# AIM - Assessment for Senior Manager Human Resource



## wasaykhalid (Sep 22, 2014)

I am going to apply for skill assessment through AIM. If Anyone who has obtained Skill Assessment through AIM please share your reviews.. 

Following is the criteria as mentioned on their website.
"Have a proven record in a senior functional management position over a continuous period of at least three (3) years,
requiring the delegation of authority directly to *three or more subordinate managers* each of whom hold positions requiring
the delegation of work to *three or more subordinates* in managerial, supervisory or technical positions;"

Whereas in Explanatory Notes they state: "To be assessed as a senior manager for migration purposes, the complexity and size of the organisation will influence the
assessment."

At this time I am working in a bank which has a very complex structure with more than 15,000 employees.

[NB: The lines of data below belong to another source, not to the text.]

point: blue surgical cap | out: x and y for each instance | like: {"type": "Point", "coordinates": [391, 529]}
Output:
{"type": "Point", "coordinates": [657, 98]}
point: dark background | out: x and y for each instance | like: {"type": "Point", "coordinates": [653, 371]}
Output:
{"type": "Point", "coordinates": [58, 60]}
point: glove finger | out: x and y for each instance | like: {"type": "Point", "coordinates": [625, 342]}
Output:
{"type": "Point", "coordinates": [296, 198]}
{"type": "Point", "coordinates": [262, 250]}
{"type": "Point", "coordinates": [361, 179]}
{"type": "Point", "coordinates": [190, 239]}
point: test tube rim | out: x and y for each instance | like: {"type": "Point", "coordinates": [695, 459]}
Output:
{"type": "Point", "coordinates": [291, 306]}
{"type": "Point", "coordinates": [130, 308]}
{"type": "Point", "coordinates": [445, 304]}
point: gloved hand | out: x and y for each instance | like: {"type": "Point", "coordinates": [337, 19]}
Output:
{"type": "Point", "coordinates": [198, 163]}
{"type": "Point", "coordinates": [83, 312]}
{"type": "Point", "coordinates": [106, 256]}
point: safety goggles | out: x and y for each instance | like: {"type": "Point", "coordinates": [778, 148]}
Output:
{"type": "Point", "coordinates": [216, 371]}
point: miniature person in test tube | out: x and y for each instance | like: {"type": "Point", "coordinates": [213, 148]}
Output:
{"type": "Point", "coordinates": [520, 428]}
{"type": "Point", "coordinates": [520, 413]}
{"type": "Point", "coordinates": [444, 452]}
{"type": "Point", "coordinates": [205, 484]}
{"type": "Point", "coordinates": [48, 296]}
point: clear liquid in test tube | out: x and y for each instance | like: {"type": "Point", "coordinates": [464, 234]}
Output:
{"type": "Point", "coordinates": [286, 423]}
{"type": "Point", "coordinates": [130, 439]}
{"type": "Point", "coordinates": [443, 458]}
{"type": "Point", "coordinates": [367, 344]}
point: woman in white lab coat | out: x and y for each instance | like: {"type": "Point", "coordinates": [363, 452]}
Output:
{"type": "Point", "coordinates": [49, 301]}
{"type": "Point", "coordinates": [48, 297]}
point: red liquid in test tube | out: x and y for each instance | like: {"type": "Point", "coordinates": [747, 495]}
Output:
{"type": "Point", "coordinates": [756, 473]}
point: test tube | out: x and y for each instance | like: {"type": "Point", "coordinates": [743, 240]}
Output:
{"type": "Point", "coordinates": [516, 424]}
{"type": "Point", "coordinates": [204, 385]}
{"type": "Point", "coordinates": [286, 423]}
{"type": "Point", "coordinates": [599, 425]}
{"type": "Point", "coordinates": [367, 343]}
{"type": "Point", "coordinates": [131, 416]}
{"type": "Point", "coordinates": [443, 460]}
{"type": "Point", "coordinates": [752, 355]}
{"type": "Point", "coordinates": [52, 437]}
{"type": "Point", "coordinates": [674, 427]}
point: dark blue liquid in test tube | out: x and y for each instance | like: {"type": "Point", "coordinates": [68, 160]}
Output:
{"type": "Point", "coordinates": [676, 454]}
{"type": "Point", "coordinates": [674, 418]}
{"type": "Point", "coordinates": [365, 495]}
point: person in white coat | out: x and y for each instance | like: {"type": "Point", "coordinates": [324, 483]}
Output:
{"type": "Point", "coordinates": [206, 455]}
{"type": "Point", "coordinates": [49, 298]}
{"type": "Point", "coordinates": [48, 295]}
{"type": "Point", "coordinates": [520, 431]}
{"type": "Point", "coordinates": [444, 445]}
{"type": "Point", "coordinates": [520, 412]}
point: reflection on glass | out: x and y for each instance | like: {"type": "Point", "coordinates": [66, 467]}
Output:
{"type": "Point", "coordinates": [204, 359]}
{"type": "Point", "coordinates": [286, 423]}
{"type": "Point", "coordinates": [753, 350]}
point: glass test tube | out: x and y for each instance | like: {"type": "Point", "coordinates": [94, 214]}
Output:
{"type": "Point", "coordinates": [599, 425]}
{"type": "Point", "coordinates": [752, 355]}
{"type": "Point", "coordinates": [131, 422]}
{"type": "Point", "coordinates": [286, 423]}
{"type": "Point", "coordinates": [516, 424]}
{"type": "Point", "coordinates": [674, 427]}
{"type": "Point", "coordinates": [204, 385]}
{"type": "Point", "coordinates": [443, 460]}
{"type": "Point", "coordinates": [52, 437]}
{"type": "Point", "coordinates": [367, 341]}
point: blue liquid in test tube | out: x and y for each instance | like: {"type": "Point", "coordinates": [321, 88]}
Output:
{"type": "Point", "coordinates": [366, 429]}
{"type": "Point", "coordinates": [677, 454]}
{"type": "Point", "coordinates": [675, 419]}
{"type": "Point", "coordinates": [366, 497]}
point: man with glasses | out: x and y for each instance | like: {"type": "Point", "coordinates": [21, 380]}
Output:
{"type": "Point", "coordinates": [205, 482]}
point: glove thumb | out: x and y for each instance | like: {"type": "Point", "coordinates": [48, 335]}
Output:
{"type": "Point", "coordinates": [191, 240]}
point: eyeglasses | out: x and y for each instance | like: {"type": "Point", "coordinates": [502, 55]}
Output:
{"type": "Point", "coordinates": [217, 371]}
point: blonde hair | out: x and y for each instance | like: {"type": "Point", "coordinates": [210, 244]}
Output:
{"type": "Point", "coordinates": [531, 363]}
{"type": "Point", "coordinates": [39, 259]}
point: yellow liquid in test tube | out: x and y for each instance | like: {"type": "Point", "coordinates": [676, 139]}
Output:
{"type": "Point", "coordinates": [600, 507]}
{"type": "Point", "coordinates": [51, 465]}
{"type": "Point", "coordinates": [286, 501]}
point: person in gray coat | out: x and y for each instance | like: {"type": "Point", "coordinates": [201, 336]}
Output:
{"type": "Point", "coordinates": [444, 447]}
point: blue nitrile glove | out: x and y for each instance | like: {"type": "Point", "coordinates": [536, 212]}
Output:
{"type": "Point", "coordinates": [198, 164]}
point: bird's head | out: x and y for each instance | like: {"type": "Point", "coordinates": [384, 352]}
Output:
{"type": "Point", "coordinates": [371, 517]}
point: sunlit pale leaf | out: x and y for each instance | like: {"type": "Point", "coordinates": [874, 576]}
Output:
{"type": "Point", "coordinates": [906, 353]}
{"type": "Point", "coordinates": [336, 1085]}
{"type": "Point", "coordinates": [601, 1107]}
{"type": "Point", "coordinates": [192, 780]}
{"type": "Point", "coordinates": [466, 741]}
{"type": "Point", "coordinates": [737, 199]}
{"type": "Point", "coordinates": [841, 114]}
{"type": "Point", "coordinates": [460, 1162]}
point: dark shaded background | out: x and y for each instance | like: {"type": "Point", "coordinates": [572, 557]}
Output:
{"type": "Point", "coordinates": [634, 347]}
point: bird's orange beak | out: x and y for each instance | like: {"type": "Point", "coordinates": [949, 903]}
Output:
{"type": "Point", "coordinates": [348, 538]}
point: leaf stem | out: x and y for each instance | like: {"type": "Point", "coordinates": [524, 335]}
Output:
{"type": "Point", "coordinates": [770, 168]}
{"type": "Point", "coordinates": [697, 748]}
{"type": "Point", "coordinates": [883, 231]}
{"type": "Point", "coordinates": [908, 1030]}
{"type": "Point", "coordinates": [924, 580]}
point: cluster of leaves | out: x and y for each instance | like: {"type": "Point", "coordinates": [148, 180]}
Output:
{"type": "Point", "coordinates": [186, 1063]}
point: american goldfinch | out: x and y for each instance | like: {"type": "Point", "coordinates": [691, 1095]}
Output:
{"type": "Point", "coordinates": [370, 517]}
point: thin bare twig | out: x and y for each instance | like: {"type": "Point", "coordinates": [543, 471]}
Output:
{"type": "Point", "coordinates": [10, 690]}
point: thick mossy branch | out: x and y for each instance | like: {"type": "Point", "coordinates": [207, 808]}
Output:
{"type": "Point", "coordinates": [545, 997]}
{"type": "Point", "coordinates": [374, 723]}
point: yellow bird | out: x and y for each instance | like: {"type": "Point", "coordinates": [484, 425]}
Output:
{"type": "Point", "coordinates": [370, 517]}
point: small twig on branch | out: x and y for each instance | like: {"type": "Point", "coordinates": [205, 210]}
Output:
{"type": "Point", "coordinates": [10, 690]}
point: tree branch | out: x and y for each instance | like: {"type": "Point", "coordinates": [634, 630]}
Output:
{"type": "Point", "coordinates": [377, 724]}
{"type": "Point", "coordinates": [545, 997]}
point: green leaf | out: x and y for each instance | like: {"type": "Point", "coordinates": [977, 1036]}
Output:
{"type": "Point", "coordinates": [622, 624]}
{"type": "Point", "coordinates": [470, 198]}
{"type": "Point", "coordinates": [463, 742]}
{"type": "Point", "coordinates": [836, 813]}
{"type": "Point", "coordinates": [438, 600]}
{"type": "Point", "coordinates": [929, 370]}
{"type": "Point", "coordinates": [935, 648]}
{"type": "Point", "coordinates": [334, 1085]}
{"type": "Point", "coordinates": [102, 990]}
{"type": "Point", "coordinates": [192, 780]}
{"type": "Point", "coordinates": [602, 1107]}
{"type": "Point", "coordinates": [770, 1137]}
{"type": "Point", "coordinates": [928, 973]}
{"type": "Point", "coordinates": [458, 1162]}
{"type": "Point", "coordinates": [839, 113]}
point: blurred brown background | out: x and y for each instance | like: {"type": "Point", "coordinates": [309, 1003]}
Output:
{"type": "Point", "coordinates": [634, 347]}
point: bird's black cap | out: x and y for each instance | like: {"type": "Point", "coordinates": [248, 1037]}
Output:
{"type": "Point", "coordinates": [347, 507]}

The number of staff who reports directly to myself are 12. But only 1 of them is on managerial position. Do I meet the criteria??

Please share your reviews.

Thanks


----------



## Maggie-May24 (May 19, 2015)

From what I've heard about AIM assessments, no you would not meet the criteria. I gather they are very strict about the fact that you must manage at least 3 managers who are responsible for other employees.


----------



## wasaykhalid (Sep 22, 2014)

Maggie Thank you for replying.

but it is also mentioned on their website that the size and complexity of the organization will effect the assessment. In my current organization the total number of employees are 12,000 and it is operational in the whole country at 1050 plus locations. Does this matter???


----------



## osteo80 (Oct 4, 2015)

wasaykhalid said:


> Maggie Thank you for replying.
> 
> but it is also mentioned on their website that the size and complexity of the organization will effect the assessment. In my current organization the total number of employees are 12,000 and it is operational in the whole country at 1050 plus locations. Does this matter???


In that case then you need to include an organization chart. But I agree with Maggie, they are very strict about this requirement of management of at least 3 other managers.


----------



## valsanail (Jun 2, 2014)

Hello please help. I think of applying to AIM for HRM too. I work at an international organization that operates in more than 130 countries around the world. That's how big it is on the global scale. In my location the organization consists of around 170 employees. Based on the organizational chart, I have no direct subordinates who report to me. However, there are more than five line managers who report to me in the frame of human resourcing. Will I meet the requirements?


----------



## sohausman (Oct 21, 2015)

*soha*

HI...

I m in the process of gathering required documents for my AIMS assessment in the capacity of Manager HR
I have a total of 6.5 years of experience out of which 3.3 is of Manager Hr and I have 3 Assistant managers directly reporting to me with their respective assistants reporting to them. I m directly reporting to the COO. Organization where I m working has around 200 + employees. I have done MBA and started job right after and I have total of 6.5 years of experience rather than 10 years but I do have professional business degree from a recognized university with an honors degree as well. I have the organizations chart, Jd's of my subordinates and also all the positions held by me over the years along with the promotion letters and experience certificates.
so what r the chances of a +ve assessment ... an early response would be highly appreciated......

Regards


----------



## osteo80 (Oct 4, 2015)

sohausman said:


> HI...
> 
> I m in the process of gathering required documents for my AIMS assessment in the capacity of Manager HR
> I have a total of 6.5 years of experience out of which 3.3 is of Manager Hr and I have 3 Assistant managers directly reporting to me with their respective assistants reporting to them. I m directly reporting to the COO. Organization where I m working has around 200 + employees. I have done MBA and started job right after and I have total of 6.5 years of experience rather than 10 years but I do have professional business degree from a recognized university with an honors degree as well. I have the organizations chart, Jd's of my subordinates and also all the positions held by me over the years along with the promotion letters and experience certificates.
> ...


Your case looks quite promising for +ve, good luck mate


----------



## sohausman (Oct 21, 2015)

hmm I hope so...


----------



## sohausman (Oct 21, 2015)

Hi...

I have just sent my documents to AIMS for assessment as Manager HR... and I wanted to know is the 6 weeks time frame they have written on their site is the maximum time they take for assessment or average time of processing .... Anyone who applied and got response from Aims recently?

Regards


----------



## harry5654 (Nov 8, 2015)

*AIM assessment enquiry Marketing Manager- Need Advice*

Hi, Friends , Please advice 

I have below qualifications and experience and need AIM assessment as Marketing Manager. I have Job offer from Sydney .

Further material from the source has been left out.